TEMPE, Ariz. — Much like his first two seasons at Arizona State, Taylor Kelly’s first two quarters against Missouri last week did little to inspire confidence.
The third-year sophomore started the game 1 for 8 passing for six yards, threw an interception that led to a touchdown and seemed rattled by a loud road atmosphere. Two quarters later, he had two head coaches singing his praises.
During his ascent to the starting quarterback job and first three games under center, Kelly has made believers out of fans, coaches and teammates who a month and a half ago considered him a distant third in a three-man quarterback competition.
“There’s no doubt he will be a star quarterback,” Arizona State coach Todd Graham said after his team’s 24-20 road loss.
Added Missouri coach Gary Pinkel: “He made a couple of plays that most guys could never make.”
Graham admitted openly that Kelly was a long shot to win ASU’s starting quarterback job after spring practice. Entering fall camp, big-armed sophomore Mike Bercovici seemed the favorite. Undaunted, Kelly figured out exactly how to beat Bercovici and athletic redshirt freshman Michael Eubank for the job. He protected the ball and moved the chains.
Just like that, he’d convinced Graham and offensive coordinator Mike Norvell.
“He’s just got that ‘it’ factor,” Graham said. “You can look him in the eye on game day and see it.”
Though it was made clear Eubank would play, too, Kelly had earned his coaches’ confidence. Next he had to prove he could perform when it counted.
In the first two weeks of the season, wins over Northern Arizona and Illinois, Kelly won over doubters with poise, sound decision making and a whole lot of scoring.
But it still seemed Kelly had a little more convincing to do, and he did it at Missouri.
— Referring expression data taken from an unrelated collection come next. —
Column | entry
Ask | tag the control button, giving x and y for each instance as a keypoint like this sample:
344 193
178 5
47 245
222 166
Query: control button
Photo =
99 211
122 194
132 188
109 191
After his rough start, Kelly completed 12 of 15 passes for 172 yards and a touchdown while also leading the team with 59 rushing yards. In rallying ASU back from a 24-7 deficit late in the third quarter, Kelly became the leader the Sun Devils needed amid adversity, putting the team on his back and coming within a yard of victory.
“After some of the stuff he had — he had a fumble, an interception — a lot of quarterbacks would pout, but he just kept his head high and kept running our offense,” junior receiver Kevin Ozier said. “He just said ‘We’re gonna win this,’ which we didn’t, but he led us like he should have as a quarterback.”
Kelly impressed most with his play extension, avoiding a sack or throwing the ball away and making something out of nothing. Graham said Monday he yelled at Kelly more than once to just throw the ball away, only to watch him revive the play.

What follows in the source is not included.